One of my earliest memories goes back to when I was just 3 years old. My mother was attending Northeastern University and we were living on Rutland Avenue near the old Eggleston Street T station – a Boston ghetto-relic no longer in existence.
I would get my Lincoln Log canisters, turn them upside down and stack them on milk crates lined up in a semi-circle around me. In between my make-shift bass drums I would set up other toys that offered a semi-hollow drum sound or metallic high-hat symbol sound when I banged on it with wooden spoons or whatever other imitation drumstick my mother would allow me to use.
Then I would ask my father to put on one of his Donald Byrd records. And for what seemed like hours, I would bang on my “drum set,” imagining I was the rhythm section of Byrd’s band.
So, you see, I’ve been drawn to drum beats soaked in blues and gospel chords since back when Gerald Ford was in office. The O’Jays were dropping hits like “Backstabbers” and Sly Stone was funking it up with “There’s A Riot Goin’ On.”
Culturally speaking, I’m a soul-child, part of the funk-sampling generation that created hip-hop and break-dancing. And like my forbears, I’ve seen yet another creation of the black music tradition become a money-making product sold to millions of aspiring white hipsters in which the music is first ridiculed by critics and then recognized the world over as the cutting edge of popular music.
Thanks to emotionally significant events like proms, wedding receptions, family reunions, broken-hearted sorrows and the frustrating realization that life isn’t fair, music is a crucial component of psychological survival for many.
Music is like food or sunshine and, in solitary and lonely moments, it can be your own private Freudian psychoanalyst, exploring and expressing the inner parts of the subconscious self in an atmosphere where there’s no judgment, only discernment.
So what’s the point of this mini-musical memoir on a page with political opinions? Have you heard about the recording industry looking for new ways to stop music-lovers from downloading free songs from the Internet? (http://www.netfreedom.org/news.asp?item=136).
I don’t think it’s right to use other people’s copyrighted material to make money for yourself.

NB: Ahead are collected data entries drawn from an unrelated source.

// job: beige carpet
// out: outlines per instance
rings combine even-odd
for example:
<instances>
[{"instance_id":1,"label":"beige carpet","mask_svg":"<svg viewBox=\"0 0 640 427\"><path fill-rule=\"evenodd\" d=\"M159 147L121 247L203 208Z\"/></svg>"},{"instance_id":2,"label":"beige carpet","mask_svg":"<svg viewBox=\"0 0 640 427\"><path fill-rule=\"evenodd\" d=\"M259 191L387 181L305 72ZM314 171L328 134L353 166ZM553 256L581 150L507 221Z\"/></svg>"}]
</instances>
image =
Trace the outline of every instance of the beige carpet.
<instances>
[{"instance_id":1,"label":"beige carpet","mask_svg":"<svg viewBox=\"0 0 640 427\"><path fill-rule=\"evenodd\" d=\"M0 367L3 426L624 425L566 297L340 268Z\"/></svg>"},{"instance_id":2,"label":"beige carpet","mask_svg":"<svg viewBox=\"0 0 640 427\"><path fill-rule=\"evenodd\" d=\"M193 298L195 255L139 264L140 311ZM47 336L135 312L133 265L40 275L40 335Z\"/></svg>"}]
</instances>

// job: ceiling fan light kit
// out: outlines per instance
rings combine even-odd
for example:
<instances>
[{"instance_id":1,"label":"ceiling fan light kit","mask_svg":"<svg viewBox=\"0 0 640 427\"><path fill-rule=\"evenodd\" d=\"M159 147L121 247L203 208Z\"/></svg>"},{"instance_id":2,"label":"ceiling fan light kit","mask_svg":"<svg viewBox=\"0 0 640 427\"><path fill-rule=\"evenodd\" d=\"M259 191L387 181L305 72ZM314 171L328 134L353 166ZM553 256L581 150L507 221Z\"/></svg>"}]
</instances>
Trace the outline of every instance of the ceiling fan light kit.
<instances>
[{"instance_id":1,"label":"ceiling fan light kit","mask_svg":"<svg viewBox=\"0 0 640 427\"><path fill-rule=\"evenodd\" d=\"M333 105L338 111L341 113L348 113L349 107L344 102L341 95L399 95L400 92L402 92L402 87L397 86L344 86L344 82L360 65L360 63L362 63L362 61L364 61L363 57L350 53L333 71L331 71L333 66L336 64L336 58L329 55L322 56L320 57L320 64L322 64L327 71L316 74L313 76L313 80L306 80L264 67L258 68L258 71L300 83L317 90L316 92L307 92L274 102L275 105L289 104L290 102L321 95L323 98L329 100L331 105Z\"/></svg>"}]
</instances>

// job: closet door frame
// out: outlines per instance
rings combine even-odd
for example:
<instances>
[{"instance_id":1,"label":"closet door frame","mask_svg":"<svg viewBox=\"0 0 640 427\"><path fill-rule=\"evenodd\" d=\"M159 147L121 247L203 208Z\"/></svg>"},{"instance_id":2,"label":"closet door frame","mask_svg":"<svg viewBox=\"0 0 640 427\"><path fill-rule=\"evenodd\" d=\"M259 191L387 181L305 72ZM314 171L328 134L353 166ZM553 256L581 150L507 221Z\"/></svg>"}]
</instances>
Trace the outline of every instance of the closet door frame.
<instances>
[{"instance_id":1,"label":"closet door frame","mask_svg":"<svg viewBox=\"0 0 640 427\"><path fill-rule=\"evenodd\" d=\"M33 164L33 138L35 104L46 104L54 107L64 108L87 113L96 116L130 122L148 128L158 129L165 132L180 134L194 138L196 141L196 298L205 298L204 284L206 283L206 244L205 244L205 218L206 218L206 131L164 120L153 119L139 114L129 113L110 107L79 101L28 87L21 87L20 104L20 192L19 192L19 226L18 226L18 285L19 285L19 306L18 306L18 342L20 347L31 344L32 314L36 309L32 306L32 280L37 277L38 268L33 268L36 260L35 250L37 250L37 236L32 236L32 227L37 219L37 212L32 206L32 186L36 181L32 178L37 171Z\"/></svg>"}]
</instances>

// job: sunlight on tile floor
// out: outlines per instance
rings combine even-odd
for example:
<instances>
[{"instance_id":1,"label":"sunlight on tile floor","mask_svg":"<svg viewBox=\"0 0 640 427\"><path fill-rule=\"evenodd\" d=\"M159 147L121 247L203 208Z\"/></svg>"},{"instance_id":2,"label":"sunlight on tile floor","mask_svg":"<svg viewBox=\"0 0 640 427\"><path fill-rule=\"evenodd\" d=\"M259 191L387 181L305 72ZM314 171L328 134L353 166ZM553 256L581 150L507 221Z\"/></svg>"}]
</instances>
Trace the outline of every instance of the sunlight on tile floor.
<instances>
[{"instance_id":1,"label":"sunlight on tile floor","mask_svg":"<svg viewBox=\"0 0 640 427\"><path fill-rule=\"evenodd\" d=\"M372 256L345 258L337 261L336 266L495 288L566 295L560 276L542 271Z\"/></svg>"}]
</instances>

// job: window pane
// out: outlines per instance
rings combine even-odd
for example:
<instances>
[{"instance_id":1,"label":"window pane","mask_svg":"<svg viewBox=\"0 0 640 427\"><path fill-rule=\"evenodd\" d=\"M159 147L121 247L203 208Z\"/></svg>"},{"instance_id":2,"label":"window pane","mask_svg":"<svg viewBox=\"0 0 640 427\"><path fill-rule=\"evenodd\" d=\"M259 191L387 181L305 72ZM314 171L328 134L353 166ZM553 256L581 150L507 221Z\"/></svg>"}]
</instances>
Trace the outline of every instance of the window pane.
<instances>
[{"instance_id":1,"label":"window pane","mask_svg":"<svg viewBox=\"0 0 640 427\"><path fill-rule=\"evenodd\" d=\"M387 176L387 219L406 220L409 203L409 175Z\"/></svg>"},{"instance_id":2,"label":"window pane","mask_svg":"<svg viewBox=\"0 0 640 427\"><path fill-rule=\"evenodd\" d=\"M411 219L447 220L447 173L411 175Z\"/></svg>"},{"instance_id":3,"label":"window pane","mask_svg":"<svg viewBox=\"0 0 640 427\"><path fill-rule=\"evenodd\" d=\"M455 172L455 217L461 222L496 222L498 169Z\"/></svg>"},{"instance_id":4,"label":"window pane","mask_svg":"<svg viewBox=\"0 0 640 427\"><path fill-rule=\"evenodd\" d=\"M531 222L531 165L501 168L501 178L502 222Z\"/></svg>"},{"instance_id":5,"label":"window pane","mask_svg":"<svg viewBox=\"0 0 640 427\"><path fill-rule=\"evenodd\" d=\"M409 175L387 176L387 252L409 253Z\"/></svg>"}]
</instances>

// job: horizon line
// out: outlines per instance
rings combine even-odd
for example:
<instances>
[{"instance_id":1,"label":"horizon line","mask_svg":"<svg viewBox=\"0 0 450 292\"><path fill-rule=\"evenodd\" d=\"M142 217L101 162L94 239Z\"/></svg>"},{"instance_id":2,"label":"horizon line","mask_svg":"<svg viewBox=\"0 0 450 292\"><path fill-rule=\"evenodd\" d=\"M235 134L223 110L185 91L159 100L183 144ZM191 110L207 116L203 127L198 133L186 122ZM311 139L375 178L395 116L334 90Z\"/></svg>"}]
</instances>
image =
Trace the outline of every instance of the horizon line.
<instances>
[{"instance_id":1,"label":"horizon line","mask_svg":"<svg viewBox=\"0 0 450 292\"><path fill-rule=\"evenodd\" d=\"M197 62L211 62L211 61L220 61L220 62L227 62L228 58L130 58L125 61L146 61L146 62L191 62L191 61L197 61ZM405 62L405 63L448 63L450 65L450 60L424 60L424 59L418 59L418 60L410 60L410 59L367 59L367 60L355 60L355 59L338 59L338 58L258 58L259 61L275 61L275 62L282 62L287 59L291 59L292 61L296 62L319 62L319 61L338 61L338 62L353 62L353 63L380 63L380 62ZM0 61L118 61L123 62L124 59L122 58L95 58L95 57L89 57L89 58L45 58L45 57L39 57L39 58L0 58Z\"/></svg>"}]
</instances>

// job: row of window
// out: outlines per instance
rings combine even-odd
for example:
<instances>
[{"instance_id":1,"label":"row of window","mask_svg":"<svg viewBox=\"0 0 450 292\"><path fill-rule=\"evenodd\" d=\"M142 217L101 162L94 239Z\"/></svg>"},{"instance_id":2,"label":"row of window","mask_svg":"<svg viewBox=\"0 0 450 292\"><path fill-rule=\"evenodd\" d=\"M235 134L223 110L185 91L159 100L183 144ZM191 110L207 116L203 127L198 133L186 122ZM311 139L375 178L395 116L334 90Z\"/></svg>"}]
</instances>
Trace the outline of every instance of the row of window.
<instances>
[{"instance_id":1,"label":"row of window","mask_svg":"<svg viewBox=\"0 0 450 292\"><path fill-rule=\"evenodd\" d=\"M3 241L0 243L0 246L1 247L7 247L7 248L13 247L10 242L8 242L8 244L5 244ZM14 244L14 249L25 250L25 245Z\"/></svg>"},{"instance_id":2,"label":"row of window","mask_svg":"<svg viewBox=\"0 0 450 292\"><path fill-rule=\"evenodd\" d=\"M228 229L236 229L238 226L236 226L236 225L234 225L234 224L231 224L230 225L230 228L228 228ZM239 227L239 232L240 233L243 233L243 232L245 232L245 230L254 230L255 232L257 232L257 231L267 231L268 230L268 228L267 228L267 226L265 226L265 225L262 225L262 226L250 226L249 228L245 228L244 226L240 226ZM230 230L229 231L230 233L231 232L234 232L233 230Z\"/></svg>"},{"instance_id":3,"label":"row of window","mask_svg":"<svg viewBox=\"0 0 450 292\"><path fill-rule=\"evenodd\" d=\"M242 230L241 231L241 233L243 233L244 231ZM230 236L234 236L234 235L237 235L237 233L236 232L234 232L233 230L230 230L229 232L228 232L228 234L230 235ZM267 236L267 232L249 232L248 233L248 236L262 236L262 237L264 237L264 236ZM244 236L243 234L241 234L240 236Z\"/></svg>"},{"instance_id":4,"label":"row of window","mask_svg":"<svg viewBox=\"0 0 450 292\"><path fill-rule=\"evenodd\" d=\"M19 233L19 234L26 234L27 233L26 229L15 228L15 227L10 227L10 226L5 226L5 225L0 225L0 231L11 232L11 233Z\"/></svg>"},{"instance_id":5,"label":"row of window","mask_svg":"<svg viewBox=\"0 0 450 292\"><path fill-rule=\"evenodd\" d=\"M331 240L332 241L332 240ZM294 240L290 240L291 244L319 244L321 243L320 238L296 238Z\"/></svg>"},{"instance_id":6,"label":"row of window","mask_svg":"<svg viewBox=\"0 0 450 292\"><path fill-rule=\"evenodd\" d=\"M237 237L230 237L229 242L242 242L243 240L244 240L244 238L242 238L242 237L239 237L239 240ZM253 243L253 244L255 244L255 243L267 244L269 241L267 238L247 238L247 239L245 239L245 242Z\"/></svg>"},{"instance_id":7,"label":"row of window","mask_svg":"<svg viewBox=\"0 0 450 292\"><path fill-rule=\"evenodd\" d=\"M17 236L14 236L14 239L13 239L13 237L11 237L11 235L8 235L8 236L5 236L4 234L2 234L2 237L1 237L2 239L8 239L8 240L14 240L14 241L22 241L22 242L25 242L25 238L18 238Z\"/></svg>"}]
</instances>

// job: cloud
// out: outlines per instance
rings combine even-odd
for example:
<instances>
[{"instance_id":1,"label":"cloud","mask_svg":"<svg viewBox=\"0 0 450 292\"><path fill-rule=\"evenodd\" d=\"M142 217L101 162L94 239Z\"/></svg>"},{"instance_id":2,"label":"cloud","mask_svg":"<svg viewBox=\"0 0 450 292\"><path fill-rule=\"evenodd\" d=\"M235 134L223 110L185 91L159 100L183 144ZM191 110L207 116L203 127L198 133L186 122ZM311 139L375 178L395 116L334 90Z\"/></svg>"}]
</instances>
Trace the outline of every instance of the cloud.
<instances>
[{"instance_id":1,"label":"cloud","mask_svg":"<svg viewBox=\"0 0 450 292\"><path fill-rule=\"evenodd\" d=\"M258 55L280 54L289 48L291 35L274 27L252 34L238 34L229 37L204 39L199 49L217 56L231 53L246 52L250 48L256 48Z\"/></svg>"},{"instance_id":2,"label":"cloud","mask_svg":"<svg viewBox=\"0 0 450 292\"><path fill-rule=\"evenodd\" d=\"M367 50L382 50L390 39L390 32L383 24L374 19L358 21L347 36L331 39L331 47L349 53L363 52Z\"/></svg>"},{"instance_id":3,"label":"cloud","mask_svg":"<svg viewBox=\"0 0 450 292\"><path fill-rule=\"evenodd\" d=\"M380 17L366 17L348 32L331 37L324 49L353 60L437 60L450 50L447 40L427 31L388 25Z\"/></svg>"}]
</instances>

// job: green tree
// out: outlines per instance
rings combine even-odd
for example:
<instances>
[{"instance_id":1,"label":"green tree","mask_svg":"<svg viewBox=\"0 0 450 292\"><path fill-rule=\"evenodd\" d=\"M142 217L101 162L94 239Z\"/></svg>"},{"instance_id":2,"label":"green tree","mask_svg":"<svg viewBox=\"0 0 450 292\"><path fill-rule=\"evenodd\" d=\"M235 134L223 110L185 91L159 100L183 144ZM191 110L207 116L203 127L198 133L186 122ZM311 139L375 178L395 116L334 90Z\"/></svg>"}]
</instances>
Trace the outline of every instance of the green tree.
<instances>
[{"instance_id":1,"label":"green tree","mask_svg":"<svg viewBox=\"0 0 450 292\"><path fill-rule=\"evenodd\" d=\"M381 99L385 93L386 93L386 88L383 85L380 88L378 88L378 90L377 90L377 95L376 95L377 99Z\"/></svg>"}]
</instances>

But in the name of freedom, I hope the lawsuits against music free(down)loaders being pursued by industry execs reaches the Supreme Court and fails. But in the interest of business, here’s a few PR suggestions and observations for music industry CEOs to consider.
First, recognize that your problem is a self-inflicted one thanks to “Lifestyles of the Rich and Famous”-type shows that publicly flaunt the stacks of cash being made by pop singers and record industry executives. You get no sympathy from ordinary Americans struggling to make a living. So, the we’re-being-robbed argument doesn’t go over well.
It also doesn’t help that CDs cost anywhere from $16 to $20 a pop at a time when consumers are complaining that most of these hyped-up superstars are so predictably pre-packaged that you’d be lucky to find three good songs on a 17-track CD.
If you want to fatten your pockets even more, then come up with a better product, like including a DVD with several of the artist’s music videos.
Another reason it’s hard to swallow the you’re-taking-food-out-of-my-mouth industry line is because I’ve made mixed CDs using downloaded songs or a CD burner and more than few times a friend of mine will hear it in my car or house and ask: “Who’s that?” and then go out and buy the CD.
How come they’ve never heard of so many of these gifted young artists out here? Because commercial radio DJ’s are made to play the same freakin’ songs over and over and over again – on the radio, in dance halls, and on video shows.
Complaining about how much money is being lost because of Internet downloading is a little like me threatening to sue “intellectual property” thieves who read this column for free in a newspaper left behind in some cafe or library.
If you make music less accessible to the people, the art will die. Or to put it in the immortal words of the godfather of soul: “Give It Up, Turn It Loose.”